Cette attaque a porté: - sur le centre de la colonne du 2/2 R.E.I.; - sur les éléments du 4/7 R.T.A. qui assurent la sécurité de la route; - sur la tête du convoi des véhicules, c'est-à-dire sur la B.C.S. du 64e R.A. et une partie de l'E.M. du G.M. 4.
La colonne est coupée comme à l'emporte-pièce : une lutte sauvage au corps à corps et au poignard s'engage sur 1 km de front entre les éléments amis et les deux Bataillons du Régiment 36. Cette phase de combat est symbolisée par un Légionnaire et un soldat de la 308, tombés l'un sur l'autre après s'être mutuellement poignardés. L'ennemi achève tous les blessés qu'il ne peut emmener avec lui.
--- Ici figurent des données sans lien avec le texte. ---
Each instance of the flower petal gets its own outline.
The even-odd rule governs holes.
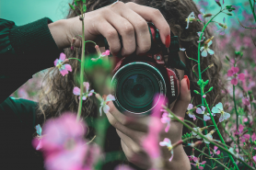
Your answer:
[[[237,78],[233,78],[233,79],[231,80],[231,84],[234,85],[238,85],[238,83],[239,83],[239,81],[238,81]]]
[[[201,52],[201,55],[202,55],[203,57],[207,57],[207,51],[204,49],[204,50],[203,51],[203,52]]]
[[[75,86],[73,89],[73,94],[79,96],[80,95],[80,88],[78,88],[77,86]]]
[[[60,55],[60,60],[62,61],[62,62],[64,62],[64,60],[65,60],[65,54],[64,53],[61,53],[61,55]]]
[[[111,100],[115,100],[114,96],[112,96],[112,95],[108,95],[106,101],[111,101]]]
[[[240,81],[244,81],[244,80],[245,80],[245,75],[244,75],[244,74],[239,74],[239,79]]]
[[[105,106],[103,107],[103,111],[104,111],[104,113],[108,113],[108,112],[110,111],[110,109],[111,109],[111,108],[110,108],[108,105],[105,105]]]
[[[58,63],[58,59],[56,59],[55,61],[54,61],[54,66],[57,66],[57,63]]]
[[[211,49],[208,49],[208,53],[209,53],[210,55],[214,55],[214,54],[215,54],[215,51],[214,51],[213,50],[211,50]]]
[[[200,108],[196,108],[196,113],[197,114],[203,114],[203,111],[202,111],[202,109]]]
[[[89,90],[89,83],[88,82],[84,82],[83,85],[86,87],[87,92],[88,92],[88,90]]]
Immédiatement au Nord de la zone d'action du Régiment 36 se trouvent : - le gros du convoi de véhicules avec une partie de l'E.M. du G.M. 4 à Chan Mong; - le reliquat du 4/7 R.T.A. et du 2/2 R.E.I. qui encadrent le convoi sur la tête seulement; - tous ces éléments sont violemment pris à partie surtout en tête par des feux très nourris d'armes automatiques et sont cloués au sol; - plus au Nord et en dehors du combat, il reste 2 Compagnies du 4/7 R.T.A. et le B.M.I. Le Commandant de Mecquenem passe aux ordres du Lieutenant-Colonel Bastiani, Adjoint du Colonel commandant le G.M. 4; - il est environ 10 heures 30. L'Aviation et l'Artillerie interviennent de façon massive.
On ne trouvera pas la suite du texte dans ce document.